A very useful and extensive psychological study from the University of Rochester, claiming that "the enjoyment from playing computer games likely stems from the healthy pleasure of mastering a challenge rather than from a disturbing craving for carnage":
Initially, many games are perceived as being fun. Much of our work is focused on understanding when games reach to deeper levels of satisfaction that often sustain engagement over time, and to identify both the healthy and unhealthy aspects of that play.
The research (free abstract and absurdly expensive paper) also quotes
Scott Rigby, president of Immersyve and a co-investigator in the study:
Much of the debate about game violence has pitted the assumed commercial value of violence against social concern about the harm it may cause. Our study shows that the violence may not be the real value component, freeing developers to design away from violence while at the same time broadening their market.
And three cheers for that. I've had too many conversations with game-makers (particularly from my Scottish locus) who, when presented with a range of possible game motivations and scenarios that don't involve spectacular male violence in urban settings, shake their heads and say, "just don't see the game in that, Pat. You gotta see the game." I've always suspected that this was male geek laziness on the industry's part. Incidentally, this report is based on a sample set that was 85% male.

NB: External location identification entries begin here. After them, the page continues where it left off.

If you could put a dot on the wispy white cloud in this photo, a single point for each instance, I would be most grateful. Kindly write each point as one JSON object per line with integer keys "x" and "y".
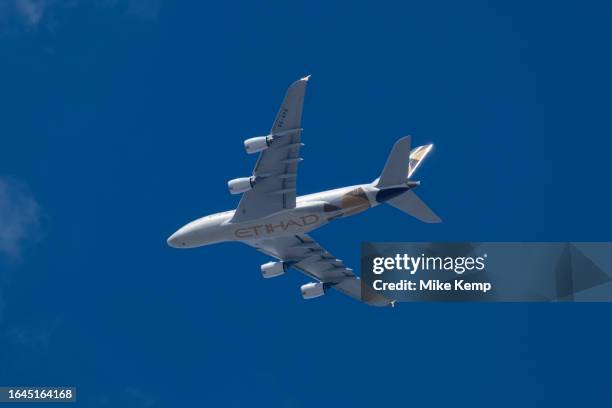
{"x": 19, "y": 217}
{"x": 34, "y": 13}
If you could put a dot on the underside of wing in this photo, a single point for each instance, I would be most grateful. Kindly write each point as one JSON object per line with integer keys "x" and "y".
{"x": 304, "y": 254}
{"x": 274, "y": 176}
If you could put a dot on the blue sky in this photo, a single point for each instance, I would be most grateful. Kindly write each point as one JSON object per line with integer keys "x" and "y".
{"x": 120, "y": 120}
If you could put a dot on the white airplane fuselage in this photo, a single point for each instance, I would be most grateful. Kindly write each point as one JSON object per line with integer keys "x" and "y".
{"x": 311, "y": 212}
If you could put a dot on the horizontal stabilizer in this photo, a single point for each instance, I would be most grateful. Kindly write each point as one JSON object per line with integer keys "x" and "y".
{"x": 411, "y": 204}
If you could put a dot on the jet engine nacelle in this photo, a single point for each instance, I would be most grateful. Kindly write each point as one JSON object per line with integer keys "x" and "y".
{"x": 273, "y": 269}
{"x": 313, "y": 289}
{"x": 240, "y": 185}
{"x": 257, "y": 144}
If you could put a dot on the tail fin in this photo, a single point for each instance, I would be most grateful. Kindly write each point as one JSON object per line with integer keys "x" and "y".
{"x": 417, "y": 155}
{"x": 396, "y": 168}
{"x": 411, "y": 204}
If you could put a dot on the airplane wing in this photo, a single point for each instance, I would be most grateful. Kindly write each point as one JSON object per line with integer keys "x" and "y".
{"x": 308, "y": 257}
{"x": 276, "y": 168}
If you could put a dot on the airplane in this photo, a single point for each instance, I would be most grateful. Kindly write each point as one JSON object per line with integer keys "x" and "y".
{"x": 272, "y": 219}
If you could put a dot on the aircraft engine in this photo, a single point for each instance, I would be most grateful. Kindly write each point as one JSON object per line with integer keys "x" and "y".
{"x": 273, "y": 269}
{"x": 313, "y": 289}
{"x": 240, "y": 185}
{"x": 257, "y": 144}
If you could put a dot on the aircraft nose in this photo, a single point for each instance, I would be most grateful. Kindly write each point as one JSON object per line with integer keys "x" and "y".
{"x": 175, "y": 240}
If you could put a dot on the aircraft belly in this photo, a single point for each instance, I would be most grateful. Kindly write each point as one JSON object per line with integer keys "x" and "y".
{"x": 290, "y": 223}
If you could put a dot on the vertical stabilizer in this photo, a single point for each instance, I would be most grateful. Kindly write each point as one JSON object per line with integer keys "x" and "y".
{"x": 398, "y": 162}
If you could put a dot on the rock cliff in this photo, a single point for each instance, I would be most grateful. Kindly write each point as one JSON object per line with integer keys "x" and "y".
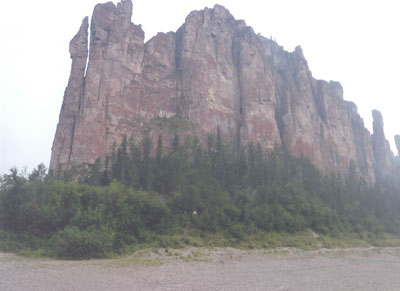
{"x": 213, "y": 72}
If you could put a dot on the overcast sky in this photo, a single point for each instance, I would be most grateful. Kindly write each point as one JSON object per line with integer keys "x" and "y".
{"x": 354, "y": 42}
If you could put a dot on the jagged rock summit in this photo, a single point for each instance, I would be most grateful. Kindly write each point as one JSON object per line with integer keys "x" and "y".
{"x": 213, "y": 72}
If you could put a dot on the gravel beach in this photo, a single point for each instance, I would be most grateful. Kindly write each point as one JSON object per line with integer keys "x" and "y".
{"x": 210, "y": 269}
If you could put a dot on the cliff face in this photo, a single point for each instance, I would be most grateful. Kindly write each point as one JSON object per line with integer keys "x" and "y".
{"x": 213, "y": 72}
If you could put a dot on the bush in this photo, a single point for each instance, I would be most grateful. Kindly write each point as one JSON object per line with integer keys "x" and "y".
{"x": 73, "y": 243}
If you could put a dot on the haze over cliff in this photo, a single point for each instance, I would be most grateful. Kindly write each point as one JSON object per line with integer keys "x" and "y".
{"x": 214, "y": 72}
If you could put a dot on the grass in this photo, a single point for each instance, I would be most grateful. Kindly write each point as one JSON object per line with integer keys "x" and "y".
{"x": 175, "y": 246}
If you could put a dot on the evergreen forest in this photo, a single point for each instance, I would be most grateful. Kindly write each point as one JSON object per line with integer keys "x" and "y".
{"x": 184, "y": 192}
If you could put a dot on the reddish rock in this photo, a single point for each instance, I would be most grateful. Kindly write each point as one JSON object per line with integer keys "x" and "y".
{"x": 213, "y": 72}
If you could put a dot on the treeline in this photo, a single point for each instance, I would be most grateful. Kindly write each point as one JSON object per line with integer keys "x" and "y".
{"x": 137, "y": 195}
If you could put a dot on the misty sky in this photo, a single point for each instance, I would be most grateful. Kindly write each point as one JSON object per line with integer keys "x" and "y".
{"x": 354, "y": 42}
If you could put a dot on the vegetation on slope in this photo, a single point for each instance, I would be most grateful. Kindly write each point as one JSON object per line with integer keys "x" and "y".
{"x": 186, "y": 193}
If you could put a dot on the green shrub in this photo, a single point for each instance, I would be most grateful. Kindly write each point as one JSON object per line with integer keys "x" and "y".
{"x": 73, "y": 243}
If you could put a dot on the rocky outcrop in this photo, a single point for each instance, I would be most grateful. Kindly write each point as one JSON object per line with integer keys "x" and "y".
{"x": 214, "y": 72}
{"x": 397, "y": 141}
{"x": 384, "y": 159}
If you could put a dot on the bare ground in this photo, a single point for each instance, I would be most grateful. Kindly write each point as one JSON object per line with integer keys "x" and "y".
{"x": 211, "y": 269}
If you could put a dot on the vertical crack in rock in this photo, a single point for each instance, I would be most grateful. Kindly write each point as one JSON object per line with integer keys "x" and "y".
{"x": 213, "y": 72}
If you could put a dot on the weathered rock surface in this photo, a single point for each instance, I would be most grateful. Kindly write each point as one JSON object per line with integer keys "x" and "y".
{"x": 213, "y": 72}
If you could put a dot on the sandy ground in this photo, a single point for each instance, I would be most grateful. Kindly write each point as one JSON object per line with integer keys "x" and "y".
{"x": 216, "y": 269}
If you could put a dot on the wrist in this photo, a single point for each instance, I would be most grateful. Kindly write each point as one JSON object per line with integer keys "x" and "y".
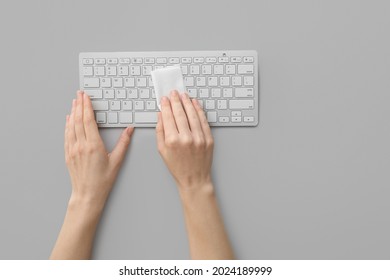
{"x": 197, "y": 193}
{"x": 85, "y": 206}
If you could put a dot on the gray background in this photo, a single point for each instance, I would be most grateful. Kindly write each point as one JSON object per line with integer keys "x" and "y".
{"x": 310, "y": 182}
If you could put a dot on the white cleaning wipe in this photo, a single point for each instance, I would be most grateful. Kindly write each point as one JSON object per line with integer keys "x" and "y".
{"x": 167, "y": 79}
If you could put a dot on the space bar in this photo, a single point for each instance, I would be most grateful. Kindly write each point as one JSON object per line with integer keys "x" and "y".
{"x": 145, "y": 117}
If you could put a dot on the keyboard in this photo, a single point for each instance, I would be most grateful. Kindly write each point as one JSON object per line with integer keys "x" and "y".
{"x": 122, "y": 94}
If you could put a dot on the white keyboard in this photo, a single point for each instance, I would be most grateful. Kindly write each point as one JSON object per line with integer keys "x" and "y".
{"x": 121, "y": 89}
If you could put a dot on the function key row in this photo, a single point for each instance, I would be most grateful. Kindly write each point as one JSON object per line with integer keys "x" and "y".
{"x": 165, "y": 60}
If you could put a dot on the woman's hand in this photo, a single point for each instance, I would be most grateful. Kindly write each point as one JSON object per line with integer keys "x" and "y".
{"x": 92, "y": 169}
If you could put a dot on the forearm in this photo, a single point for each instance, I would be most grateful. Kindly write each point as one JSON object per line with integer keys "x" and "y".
{"x": 78, "y": 231}
{"x": 206, "y": 232}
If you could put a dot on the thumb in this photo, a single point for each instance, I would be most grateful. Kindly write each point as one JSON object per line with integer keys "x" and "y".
{"x": 119, "y": 152}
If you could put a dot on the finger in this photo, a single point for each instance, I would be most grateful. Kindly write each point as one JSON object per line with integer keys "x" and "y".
{"x": 167, "y": 117}
{"x": 160, "y": 133}
{"x": 66, "y": 142}
{"x": 90, "y": 126}
{"x": 79, "y": 125}
{"x": 203, "y": 121}
{"x": 119, "y": 152}
{"x": 178, "y": 113}
{"x": 71, "y": 132}
{"x": 192, "y": 115}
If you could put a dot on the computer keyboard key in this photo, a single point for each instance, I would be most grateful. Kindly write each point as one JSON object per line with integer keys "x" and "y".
{"x": 141, "y": 82}
{"x": 132, "y": 93}
{"x": 124, "y": 60}
{"x": 99, "y": 70}
{"x": 105, "y": 82}
{"x": 99, "y": 105}
{"x": 120, "y": 93}
{"x": 123, "y": 70}
{"x": 206, "y": 69}
{"x": 151, "y": 105}
{"x": 174, "y": 60}
{"x": 112, "y": 61}
{"x": 248, "y": 59}
{"x": 88, "y": 71}
{"x": 108, "y": 94}
{"x": 241, "y": 104}
{"x": 129, "y": 82}
{"x": 211, "y": 59}
{"x": 125, "y": 117}
{"x": 230, "y": 69}
{"x": 94, "y": 93}
{"x": 218, "y": 69}
{"x": 137, "y": 60}
{"x": 203, "y": 93}
{"x": 161, "y": 60}
{"x": 139, "y": 105}
{"x": 186, "y": 60}
{"x": 224, "y": 119}
{"x": 248, "y": 81}
{"x": 87, "y": 61}
{"x": 115, "y": 105}
{"x": 223, "y": 59}
{"x": 194, "y": 69}
{"x": 212, "y": 116}
{"x": 117, "y": 82}
{"x": 212, "y": 81}
{"x": 216, "y": 92}
{"x": 244, "y": 92}
{"x": 227, "y": 92}
{"x": 112, "y": 117}
{"x": 135, "y": 70}
{"x": 245, "y": 69}
{"x": 101, "y": 117}
{"x": 100, "y": 61}
{"x": 222, "y": 104}
{"x": 236, "y": 81}
{"x": 224, "y": 81}
{"x": 235, "y": 59}
{"x": 192, "y": 92}
{"x": 127, "y": 105}
{"x": 249, "y": 119}
{"x": 201, "y": 81}
{"x": 149, "y": 60}
{"x": 144, "y": 93}
{"x": 91, "y": 82}
{"x": 210, "y": 104}
{"x": 145, "y": 117}
{"x": 189, "y": 81}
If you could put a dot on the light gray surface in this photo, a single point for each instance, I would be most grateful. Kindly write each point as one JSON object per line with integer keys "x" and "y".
{"x": 310, "y": 182}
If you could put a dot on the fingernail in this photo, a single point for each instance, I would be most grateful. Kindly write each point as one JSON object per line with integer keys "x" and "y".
{"x": 164, "y": 100}
{"x": 129, "y": 130}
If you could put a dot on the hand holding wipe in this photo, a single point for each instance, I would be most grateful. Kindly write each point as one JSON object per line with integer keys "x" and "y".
{"x": 167, "y": 79}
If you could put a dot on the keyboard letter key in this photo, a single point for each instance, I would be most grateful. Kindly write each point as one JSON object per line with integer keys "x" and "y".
{"x": 91, "y": 82}
{"x": 145, "y": 117}
{"x": 241, "y": 104}
{"x": 100, "y": 105}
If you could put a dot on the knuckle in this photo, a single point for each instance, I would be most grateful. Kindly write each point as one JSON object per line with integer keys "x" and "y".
{"x": 210, "y": 143}
{"x": 199, "y": 143}
{"x": 171, "y": 141}
{"x": 187, "y": 140}
{"x": 89, "y": 119}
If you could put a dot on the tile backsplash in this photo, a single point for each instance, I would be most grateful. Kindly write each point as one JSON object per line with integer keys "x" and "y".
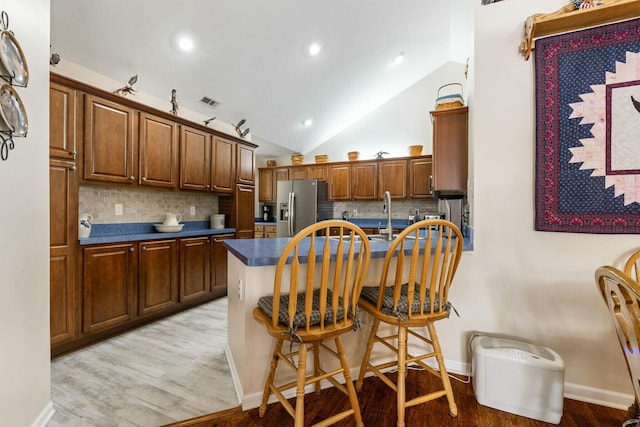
{"x": 143, "y": 205}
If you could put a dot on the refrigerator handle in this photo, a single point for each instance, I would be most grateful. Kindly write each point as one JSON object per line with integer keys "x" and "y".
{"x": 292, "y": 213}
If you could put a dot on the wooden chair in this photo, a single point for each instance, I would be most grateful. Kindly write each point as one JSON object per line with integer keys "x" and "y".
{"x": 325, "y": 308}
{"x": 622, "y": 295}
{"x": 421, "y": 280}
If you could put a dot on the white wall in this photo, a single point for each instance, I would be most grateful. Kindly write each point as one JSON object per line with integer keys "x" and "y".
{"x": 535, "y": 286}
{"x": 24, "y": 234}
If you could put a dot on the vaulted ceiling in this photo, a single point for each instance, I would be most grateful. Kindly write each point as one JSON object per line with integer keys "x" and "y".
{"x": 251, "y": 56}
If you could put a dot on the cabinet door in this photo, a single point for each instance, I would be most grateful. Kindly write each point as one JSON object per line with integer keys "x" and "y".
{"x": 158, "y": 152}
{"x": 219, "y": 265}
{"x": 195, "y": 159}
{"x": 109, "y": 148}
{"x": 157, "y": 276}
{"x": 420, "y": 175}
{"x": 223, "y": 168}
{"x": 393, "y": 178}
{"x": 195, "y": 264}
{"x": 108, "y": 275}
{"x": 364, "y": 177}
{"x": 266, "y": 188}
{"x": 245, "y": 200}
{"x": 450, "y": 135}
{"x": 62, "y": 122}
{"x": 245, "y": 167}
{"x": 63, "y": 214}
{"x": 339, "y": 182}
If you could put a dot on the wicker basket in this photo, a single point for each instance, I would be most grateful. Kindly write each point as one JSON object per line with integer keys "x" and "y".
{"x": 447, "y": 102}
{"x": 415, "y": 150}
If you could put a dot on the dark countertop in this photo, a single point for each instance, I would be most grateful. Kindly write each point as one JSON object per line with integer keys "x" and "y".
{"x": 263, "y": 252}
{"x": 138, "y": 231}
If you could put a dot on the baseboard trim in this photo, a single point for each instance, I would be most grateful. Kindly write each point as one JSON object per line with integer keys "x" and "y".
{"x": 45, "y": 415}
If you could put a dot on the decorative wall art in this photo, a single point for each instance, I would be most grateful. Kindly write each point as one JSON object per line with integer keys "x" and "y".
{"x": 588, "y": 130}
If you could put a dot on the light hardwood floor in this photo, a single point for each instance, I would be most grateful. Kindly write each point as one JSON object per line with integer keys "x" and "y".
{"x": 172, "y": 370}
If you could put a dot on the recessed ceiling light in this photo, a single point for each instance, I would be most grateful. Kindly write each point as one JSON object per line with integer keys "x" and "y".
{"x": 314, "y": 49}
{"x": 186, "y": 43}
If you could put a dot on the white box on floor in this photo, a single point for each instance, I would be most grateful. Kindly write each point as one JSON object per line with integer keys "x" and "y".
{"x": 517, "y": 377}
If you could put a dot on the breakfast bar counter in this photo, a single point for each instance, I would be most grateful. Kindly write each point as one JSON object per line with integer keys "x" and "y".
{"x": 251, "y": 270}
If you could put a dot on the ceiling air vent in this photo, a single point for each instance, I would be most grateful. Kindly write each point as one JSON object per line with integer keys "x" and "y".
{"x": 209, "y": 101}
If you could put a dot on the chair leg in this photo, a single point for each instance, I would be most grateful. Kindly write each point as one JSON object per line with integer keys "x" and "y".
{"x": 351, "y": 391}
{"x": 444, "y": 376}
{"x": 402, "y": 374}
{"x": 367, "y": 353}
{"x": 272, "y": 370}
{"x": 302, "y": 375}
{"x": 316, "y": 365}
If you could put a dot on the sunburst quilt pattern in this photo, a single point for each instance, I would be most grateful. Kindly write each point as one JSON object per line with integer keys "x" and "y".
{"x": 588, "y": 130}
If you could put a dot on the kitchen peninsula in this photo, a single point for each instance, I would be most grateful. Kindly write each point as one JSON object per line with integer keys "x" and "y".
{"x": 251, "y": 269}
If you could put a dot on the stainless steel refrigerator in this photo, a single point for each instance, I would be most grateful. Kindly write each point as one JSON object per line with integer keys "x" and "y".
{"x": 301, "y": 203}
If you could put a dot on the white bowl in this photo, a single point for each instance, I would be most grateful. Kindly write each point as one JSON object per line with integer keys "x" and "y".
{"x": 166, "y": 228}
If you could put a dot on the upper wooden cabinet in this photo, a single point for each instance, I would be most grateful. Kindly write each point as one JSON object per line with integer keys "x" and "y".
{"x": 393, "y": 178}
{"x": 420, "y": 175}
{"x": 223, "y": 166}
{"x": 109, "y": 148}
{"x": 158, "y": 151}
{"x": 195, "y": 159}
{"x": 364, "y": 176}
{"x": 62, "y": 122}
{"x": 450, "y": 151}
{"x": 245, "y": 165}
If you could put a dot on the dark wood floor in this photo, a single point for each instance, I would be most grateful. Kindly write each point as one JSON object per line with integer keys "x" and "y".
{"x": 377, "y": 403}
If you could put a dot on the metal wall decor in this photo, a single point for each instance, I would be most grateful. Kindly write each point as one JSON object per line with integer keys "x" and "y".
{"x": 14, "y": 70}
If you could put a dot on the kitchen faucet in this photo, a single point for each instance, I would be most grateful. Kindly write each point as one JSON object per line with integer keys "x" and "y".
{"x": 387, "y": 209}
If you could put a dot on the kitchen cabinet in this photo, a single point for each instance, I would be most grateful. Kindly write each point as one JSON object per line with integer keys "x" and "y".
{"x": 339, "y": 182}
{"x": 195, "y": 268}
{"x": 246, "y": 165}
{"x": 109, "y": 146}
{"x": 62, "y": 122}
{"x": 219, "y": 264}
{"x": 63, "y": 229}
{"x": 157, "y": 275}
{"x": 157, "y": 151}
{"x": 364, "y": 176}
{"x": 450, "y": 151}
{"x": 266, "y": 188}
{"x": 420, "y": 175}
{"x": 393, "y": 178}
{"x": 108, "y": 277}
{"x": 223, "y": 166}
{"x": 195, "y": 159}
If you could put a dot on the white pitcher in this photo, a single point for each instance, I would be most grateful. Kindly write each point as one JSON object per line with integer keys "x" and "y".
{"x": 172, "y": 219}
{"x": 84, "y": 226}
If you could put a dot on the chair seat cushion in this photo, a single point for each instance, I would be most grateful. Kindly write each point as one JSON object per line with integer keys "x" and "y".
{"x": 299, "y": 320}
{"x": 370, "y": 293}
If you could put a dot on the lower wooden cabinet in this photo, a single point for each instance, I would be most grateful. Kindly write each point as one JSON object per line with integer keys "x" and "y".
{"x": 195, "y": 264}
{"x": 157, "y": 276}
{"x": 108, "y": 276}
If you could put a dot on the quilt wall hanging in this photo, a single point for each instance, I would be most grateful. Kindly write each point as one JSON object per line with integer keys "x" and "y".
{"x": 588, "y": 130}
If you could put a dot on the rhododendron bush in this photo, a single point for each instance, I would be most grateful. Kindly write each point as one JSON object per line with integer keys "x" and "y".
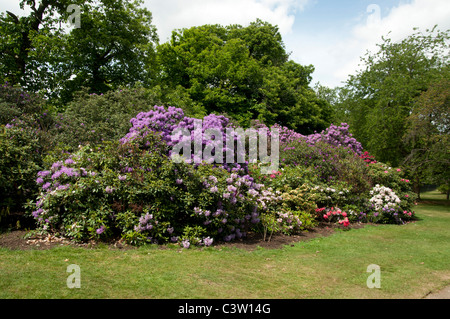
{"x": 132, "y": 188}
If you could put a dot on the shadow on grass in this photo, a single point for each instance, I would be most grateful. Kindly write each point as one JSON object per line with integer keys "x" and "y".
{"x": 433, "y": 198}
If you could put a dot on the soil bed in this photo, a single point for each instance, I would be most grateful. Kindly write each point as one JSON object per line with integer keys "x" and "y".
{"x": 18, "y": 240}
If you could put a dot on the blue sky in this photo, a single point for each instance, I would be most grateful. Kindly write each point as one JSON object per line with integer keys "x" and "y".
{"x": 331, "y": 35}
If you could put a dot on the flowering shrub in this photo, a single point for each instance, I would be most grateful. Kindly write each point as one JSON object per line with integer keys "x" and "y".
{"x": 120, "y": 190}
{"x": 132, "y": 189}
{"x": 92, "y": 118}
{"x": 337, "y": 136}
{"x": 386, "y": 206}
{"x": 332, "y": 215}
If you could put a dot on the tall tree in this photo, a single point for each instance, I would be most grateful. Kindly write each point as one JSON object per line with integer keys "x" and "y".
{"x": 114, "y": 45}
{"x": 244, "y": 72}
{"x": 380, "y": 97}
{"x": 428, "y": 135}
{"x": 18, "y": 37}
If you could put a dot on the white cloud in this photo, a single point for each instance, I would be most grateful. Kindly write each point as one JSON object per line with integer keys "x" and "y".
{"x": 338, "y": 57}
{"x": 169, "y": 15}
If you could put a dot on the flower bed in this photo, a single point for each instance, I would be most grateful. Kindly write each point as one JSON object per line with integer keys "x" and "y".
{"x": 132, "y": 189}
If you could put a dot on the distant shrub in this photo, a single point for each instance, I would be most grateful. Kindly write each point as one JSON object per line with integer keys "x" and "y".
{"x": 118, "y": 190}
{"x": 93, "y": 118}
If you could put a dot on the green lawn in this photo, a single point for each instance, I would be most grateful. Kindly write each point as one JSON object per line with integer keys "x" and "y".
{"x": 414, "y": 259}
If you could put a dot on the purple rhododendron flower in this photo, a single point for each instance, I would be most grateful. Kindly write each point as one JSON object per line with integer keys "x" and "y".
{"x": 100, "y": 230}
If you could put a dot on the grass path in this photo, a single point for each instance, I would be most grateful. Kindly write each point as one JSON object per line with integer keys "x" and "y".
{"x": 414, "y": 259}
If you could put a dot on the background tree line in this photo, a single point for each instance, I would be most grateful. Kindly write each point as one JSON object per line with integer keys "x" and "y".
{"x": 244, "y": 72}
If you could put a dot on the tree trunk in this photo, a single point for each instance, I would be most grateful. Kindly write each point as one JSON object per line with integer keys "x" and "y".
{"x": 417, "y": 186}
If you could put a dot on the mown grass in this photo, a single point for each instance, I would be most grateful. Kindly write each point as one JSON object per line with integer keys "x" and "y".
{"x": 413, "y": 259}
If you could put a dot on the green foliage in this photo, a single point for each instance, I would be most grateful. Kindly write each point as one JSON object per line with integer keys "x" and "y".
{"x": 91, "y": 118}
{"x": 378, "y": 99}
{"x": 243, "y": 72}
{"x": 20, "y": 161}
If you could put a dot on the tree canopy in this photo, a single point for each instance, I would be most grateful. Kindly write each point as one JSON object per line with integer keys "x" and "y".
{"x": 378, "y": 99}
{"x": 244, "y": 72}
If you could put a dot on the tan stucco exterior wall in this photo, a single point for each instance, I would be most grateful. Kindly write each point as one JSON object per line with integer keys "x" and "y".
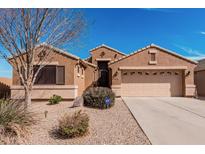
{"x": 163, "y": 59}
{"x": 90, "y": 75}
{"x": 79, "y": 79}
{"x": 67, "y": 91}
{"x": 200, "y": 78}
{"x": 96, "y": 54}
{"x": 57, "y": 59}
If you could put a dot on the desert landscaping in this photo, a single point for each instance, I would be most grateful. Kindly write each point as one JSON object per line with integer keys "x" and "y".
{"x": 111, "y": 126}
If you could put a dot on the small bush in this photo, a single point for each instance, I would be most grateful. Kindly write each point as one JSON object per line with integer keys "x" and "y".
{"x": 55, "y": 99}
{"x": 14, "y": 121}
{"x": 99, "y": 97}
{"x": 74, "y": 126}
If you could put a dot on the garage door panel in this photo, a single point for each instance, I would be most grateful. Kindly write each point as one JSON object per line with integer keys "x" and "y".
{"x": 158, "y": 83}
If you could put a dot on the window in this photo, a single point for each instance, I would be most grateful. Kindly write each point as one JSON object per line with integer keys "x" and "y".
{"x": 50, "y": 74}
{"x": 153, "y": 57}
{"x": 82, "y": 72}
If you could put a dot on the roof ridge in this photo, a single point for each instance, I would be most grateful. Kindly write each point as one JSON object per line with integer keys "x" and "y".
{"x": 156, "y": 46}
{"x": 104, "y": 45}
{"x": 59, "y": 50}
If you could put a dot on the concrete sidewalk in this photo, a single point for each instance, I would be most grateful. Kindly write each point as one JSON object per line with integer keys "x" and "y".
{"x": 169, "y": 120}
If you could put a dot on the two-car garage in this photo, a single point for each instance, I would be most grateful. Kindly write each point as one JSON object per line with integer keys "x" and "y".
{"x": 152, "y": 82}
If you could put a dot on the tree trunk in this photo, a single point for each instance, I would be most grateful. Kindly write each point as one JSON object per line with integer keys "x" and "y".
{"x": 27, "y": 102}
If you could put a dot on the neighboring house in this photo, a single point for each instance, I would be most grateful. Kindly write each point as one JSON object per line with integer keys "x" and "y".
{"x": 200, "y": 78}
{"x": 151, "y": 71}
{"x": 5, "y": 84}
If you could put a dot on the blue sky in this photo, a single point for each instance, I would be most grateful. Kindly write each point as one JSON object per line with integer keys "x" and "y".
{"x": 180, "y": 30}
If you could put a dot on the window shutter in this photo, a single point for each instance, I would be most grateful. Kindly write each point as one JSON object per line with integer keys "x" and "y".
{"x": 60, "y": 75}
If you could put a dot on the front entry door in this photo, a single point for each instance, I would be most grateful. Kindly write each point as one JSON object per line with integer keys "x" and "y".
{"x": 103, "y": 80}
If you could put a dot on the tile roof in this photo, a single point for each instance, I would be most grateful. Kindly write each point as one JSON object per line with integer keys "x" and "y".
{"x": 156, "y": 46}
{"x": 106, "y": 46}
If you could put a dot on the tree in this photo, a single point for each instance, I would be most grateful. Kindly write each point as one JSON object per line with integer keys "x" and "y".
{"x": 22, "y": 30}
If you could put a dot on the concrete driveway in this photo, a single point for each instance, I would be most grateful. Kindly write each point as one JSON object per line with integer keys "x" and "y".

Immersyve have developed a psychometric methodology called PENS (Players' Experience of Need Satisfaction) - be good to hear from some core games researchers whether they rate this. In any case, this is a much needed research distinction for games makers (and those who agonise about games' impact): the "competence and autonomy" that players get out of their game-play does not necessitate conflict or war contexts. (Many thanks to International Hobo for the link).